Prime Minister Starmer, ‘You must be joking!’
There are moments when events in London reveal more about the nature of a foreign threat than any speech delivered abroad. Such a moment came when the Islamic Centre of England – a UK-registered charity – held a vigil for Ayatollah Ali Khamenei, referring to him as “our leader” and “a great martyr.” These were not careless words. They were chosen deliberately. They were spoken publicly, under the protection of British law, within an institution granted the privileges and legitimacy of charitable status.
This incident did not occur in isolation. Earlier this week, the We Believe Alliance delivered an official parliamentary briefing at Westminster calling for the formal proscription of the Islamic Revolutionary Guard Corps (IRGC) and the Muslim Brotherhood under the Terrorism Act 2000. The briefing set out in clear terms that the IRGC represents the primary external instrument of the Iranian regime and poses a direct and ongoing threat to British national security. The vigil at the Islamic Centre of England illustrates precisely why such action is necessary.
The IRGC operates under the authority of the Supreme Leader. It is not a conventional military force.
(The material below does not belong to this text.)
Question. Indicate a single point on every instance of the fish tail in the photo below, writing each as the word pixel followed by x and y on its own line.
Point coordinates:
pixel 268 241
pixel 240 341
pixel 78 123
It is an ideological and operational apparatus designed to project influence beyond Iran’s borders. Through its Quds Force and affiliated networks, it directs proxy organisations, sustains covert intelligence structures, and conducts influence and intimidation operations designed to silence critics and extend the regime’s reach.
Its activities have reached Britain.
British security services have confirmed multiple Iranian-linked plots targeting individuals on UK soil, including journalists, dissidents, and others who sought refuge under British protection. These operations involved surveillance, threat activity, and credible assassination planning. Such actions were not theoretical exercises. They were active operations conducted within British jurisdiction.
The IRGC’s methods extend beyond physical threat. It operates through influence networks, financial channels, ideological platforms, and institutional proxies. It uses intimidation to silence opposition. It leverages cultural and religious infrastructure to extend its reach. It cultivates networks capable of monitoring, pressuring, and isolating those who oppose the regime.
This is the apparatus commanded by the man honoured at the Islamic Centre of England.
To refer to Khamenei as “our leader” in London is not merely an expression of personal belief. It is a declaration of allegiance to a foreign political authority whose security structures have demonstrated both intent and capability to operate against British interests and individuals under British protection.
The We Believe Alliance briefing warned Parliament that the absence of proscription creates a structural vulnerability. Without formal designation, the IRGC is able to sustain influence networks indirectly, benefiting from legal ambiguity that restricts the ability of authorities to dismantle organisational infrastructure before it matures into operational threat. Proscription would provide law enforcement and intelligence services with the necessary legal authority to disrupt recruitment, prevent support activity, and dismantle networks aligned with the organisation.
The events at the Islamic Centre of England bring that vulnerability into sharp focus.
Britain has long extended protection to those fleeing persecution. Thousands of Iranians rebuilt their lives here after escaping repression under the very regime Khamenei led. For them, the IRGC is not an abstract institution. It is the instrument through which intimidation, imprisonment, and violence were enforced. To see its supreme authority honoured within a British charity demonstrates how far the regime’s ideological reach extends – and how urgently that reach must be addressed.
Charitable status carries responsibilities. It confers legitimacy and public trust. It exists to serve the public good within the United Kingdom. It cannot serve as a platform for allegiance to a foreign political authority whose apparatus has targeted British residents and undermined British sovereignty.
The We Believe Alliance’s parliamentary briefing recognised this reality. It called for proscription not as a symbolic gesture, but as a necessary step to protect the United Kingdom’s national security and institutional integrity.
The vigil at the Islamic Centre of England has now underscored that warning. It has made visible what was already understood within Britain’s security establishment: that the ideological and operational structures of the Iranian regime do not stop at Iran’s borders.
The question now is whether Britain will act with the clarity required to defend its own sovereignty – or continue to allow legal ambiguity to provide cover for institutions aligned with hostile power structures.
National security depends not only on intelligence and enforcement, but on legal clarity. Parliament now has before it both the evidence and the means to act.